Xavier Díez de Urdanivia

Si las cosas estaban ya complicadas en materia de inseguridad, la semana que concluyó se agudizaron en varios puntos del país, especialmente en Nuevo Laredo. Ahí se impidió el abasto de gasolina a las fuerzas armadas y cuerpos de seguridad pública, mediante amenazas de la delincuencia organizada proferidas a los expendedores.

Fue entonces que el Presidente exhortó a los grupos involucrados a “que le bajen” y a “portarse bien”. A sus “madrecitas”, les pidió que les digan que ya se dejen de andar delinquiendo. “Al carajo la delincuencia… ¡Fuchi, guácala!”, dijo literalmente.

Después de tan considerado exhorto, circularon en las redes sociales diversos comunicados según los cuales los dirigentes de las organizaciones destinatarias del llamado presidencial, daban permiso de robar farmacias, tiendas Oxxo y restaurantes o taquerías, además de violar mujeres “siempre y cuando se les regrese con vida”.

Ya previamente habían advertido a los habitantes de Nuevo Laredo que nada de lo que estaba pasando ahí era contra ellos, sino “guerra con los wachos y la furia prieta”, al tiempo en que alguno de tales grupos prohibía a los comercios (centros comerciales, tiendas Oxxo, City Club, carnicerías, fruterías, bodegas, restauranteros taqueros, vendedores de hot dogs, etc.) la venta de comida para las fuerzas del orden destacamentadas en esa plaza.

Frente a la gravedad de esa circunstancia y la magnitud del problema, la reacción presidencial causó azoro, por decir lo menos. Francamente, exhortar a las “madrecitas” para que les digan “que ya se porten bien” y le hagan “fuchi, guácala” a los delitos, denota, en el mejor de los casos, una ingenuidad de proporciones inusitadas, absolutamente inadmisible y sin justificación alguna. Hay quienes piensan, incluso, en complacencia reprobable.

La responsabilidad que conlleva el deber de velar por la exacta observancia de la ley, la calidad de comandante en jefe de las fuerzas armadas y, en general la obligación de ver en todo y por todo que la ley se cumpla, serían ya bastantes para obligar al Presidente de los Estados Unidos Mexicanos a ir más allá de llamar, como lo hizo, a “portarse bien” a quienes han demostrado que cosas más graves que eso son ineficaces para disuadirlos de persistir en su desafiante
beligerancia.

Para más clara y contundente precisión, por si eso fuera poco, están las fracciones VI y VII del Artículo 89 de nuestra maltrecha Constitución que, a pesar de todo el asedio de que ha sido objeto, sigue siendo la norma fundamental en México.

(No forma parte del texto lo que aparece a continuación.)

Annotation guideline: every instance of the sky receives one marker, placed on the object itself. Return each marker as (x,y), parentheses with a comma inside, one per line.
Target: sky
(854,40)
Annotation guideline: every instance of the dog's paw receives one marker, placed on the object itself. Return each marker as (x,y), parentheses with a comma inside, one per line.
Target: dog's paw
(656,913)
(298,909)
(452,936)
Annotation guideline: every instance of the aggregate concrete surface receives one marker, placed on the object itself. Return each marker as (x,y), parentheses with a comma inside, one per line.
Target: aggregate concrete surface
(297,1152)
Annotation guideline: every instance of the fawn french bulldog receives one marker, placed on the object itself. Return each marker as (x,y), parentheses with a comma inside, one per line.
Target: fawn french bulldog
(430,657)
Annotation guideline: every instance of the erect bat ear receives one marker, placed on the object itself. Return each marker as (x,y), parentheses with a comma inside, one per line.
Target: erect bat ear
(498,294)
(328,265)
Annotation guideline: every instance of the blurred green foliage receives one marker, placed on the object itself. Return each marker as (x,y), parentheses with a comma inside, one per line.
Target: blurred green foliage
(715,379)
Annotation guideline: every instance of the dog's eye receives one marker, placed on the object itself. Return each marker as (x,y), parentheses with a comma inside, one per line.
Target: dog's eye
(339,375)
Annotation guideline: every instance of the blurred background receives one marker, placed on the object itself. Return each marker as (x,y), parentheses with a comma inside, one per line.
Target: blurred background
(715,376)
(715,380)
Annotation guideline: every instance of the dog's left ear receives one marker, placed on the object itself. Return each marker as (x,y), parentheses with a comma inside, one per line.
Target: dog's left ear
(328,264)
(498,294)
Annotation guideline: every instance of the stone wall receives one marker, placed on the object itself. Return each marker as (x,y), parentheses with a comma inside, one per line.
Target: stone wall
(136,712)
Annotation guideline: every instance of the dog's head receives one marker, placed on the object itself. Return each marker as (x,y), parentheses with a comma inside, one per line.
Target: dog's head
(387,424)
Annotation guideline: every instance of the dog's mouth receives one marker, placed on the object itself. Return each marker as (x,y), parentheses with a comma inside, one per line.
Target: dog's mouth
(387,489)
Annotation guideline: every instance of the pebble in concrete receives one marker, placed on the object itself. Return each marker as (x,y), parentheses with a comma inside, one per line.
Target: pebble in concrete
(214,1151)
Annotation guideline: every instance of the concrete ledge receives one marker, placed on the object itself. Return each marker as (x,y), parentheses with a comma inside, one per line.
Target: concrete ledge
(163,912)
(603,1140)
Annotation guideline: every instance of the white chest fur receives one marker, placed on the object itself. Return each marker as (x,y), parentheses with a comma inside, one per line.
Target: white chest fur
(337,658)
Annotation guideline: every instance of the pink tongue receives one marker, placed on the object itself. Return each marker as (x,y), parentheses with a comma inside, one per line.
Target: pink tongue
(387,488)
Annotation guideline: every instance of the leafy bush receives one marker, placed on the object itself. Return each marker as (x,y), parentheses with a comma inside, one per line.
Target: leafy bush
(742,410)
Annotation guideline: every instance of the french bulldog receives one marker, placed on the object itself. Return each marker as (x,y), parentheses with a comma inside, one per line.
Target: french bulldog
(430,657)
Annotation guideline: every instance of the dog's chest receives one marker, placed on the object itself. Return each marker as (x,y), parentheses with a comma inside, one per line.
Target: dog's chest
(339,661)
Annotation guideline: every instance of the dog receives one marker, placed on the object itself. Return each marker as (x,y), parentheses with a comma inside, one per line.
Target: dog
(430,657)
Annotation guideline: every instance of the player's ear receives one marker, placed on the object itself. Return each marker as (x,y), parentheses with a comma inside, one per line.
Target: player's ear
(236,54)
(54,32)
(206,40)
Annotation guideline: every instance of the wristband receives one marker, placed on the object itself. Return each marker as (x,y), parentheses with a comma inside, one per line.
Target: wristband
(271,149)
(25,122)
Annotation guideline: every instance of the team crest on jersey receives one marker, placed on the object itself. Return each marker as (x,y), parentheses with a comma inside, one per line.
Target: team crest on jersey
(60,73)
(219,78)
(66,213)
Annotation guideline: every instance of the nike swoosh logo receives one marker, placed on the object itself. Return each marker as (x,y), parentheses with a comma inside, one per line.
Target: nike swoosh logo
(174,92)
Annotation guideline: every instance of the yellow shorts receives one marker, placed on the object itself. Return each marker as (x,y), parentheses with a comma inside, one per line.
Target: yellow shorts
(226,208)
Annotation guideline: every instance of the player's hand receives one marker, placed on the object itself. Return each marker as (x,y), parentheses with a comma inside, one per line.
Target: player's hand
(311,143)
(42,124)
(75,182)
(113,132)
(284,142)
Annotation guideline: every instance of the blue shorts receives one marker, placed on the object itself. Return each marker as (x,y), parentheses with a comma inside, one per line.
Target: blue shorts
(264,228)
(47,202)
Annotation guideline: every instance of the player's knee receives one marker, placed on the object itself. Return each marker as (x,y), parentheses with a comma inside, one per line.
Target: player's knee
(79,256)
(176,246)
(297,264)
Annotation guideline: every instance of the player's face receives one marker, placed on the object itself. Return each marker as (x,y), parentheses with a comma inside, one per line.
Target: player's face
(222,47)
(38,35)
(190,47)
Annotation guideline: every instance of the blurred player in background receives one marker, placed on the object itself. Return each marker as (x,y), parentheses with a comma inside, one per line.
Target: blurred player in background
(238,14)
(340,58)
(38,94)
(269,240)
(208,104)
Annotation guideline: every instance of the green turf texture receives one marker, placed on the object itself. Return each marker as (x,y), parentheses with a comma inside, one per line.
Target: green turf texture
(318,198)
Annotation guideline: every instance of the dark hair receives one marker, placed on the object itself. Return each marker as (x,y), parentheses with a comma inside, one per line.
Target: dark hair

Ese precepto, en lo conducente, dice: “Artículo 89. Las facultades y obligaciones del Presidente, son las siguientes: VI. Preservar la seguridad nacional, en los términos de la ley respectiva, y disponer de la totalidad de la Fuerza Armada permanente, o sea del Ejército, de la Armada y de la Fuerza Aérea para la seguridad interior y defensa exterior de la Federación”, y “VII. Disponer de la Guardia Nacional en los términos que señale la ley”.

Razón sobrada tuvo el Gobernador de Tamaulipas cuando manifestó que, si la Guardia Nacional había surgido a la vida pública precisamente con motivo de fortalecer la capacidad gubernamental ante el reto de enfrentar a las fuerzas organizadas que no solo actúan fuera de la ley, sino contra las instituciones estructurales del Estado mexicano, no estaba cumpliendo ese cuerpo con su función primordial, puesto que se le había encomendado, en cambio, el control de las personas en estado de migración que, desde la frontera sur del país, intentan cruzar el territorio de México para llegar a los Estados Unidos.

Si en el contexto inmediato causa pasmo la reacción presidencial, cuando se amplía el obturador la cosa se confunde más, porque la tersa suavidad mostrada frente a la delincuencia organizada se vuelve mano dura cuando se trata de velar por los derechos fundamentales a la salud, el acceso a guarderías, etc., y no se diga en las cuestiones
fiscales.

¿Por qué tan dispar actitud? ¿Es tal el grado de ingenuidad? ¿“Fuchi, guácala”? ¿De qué se trata?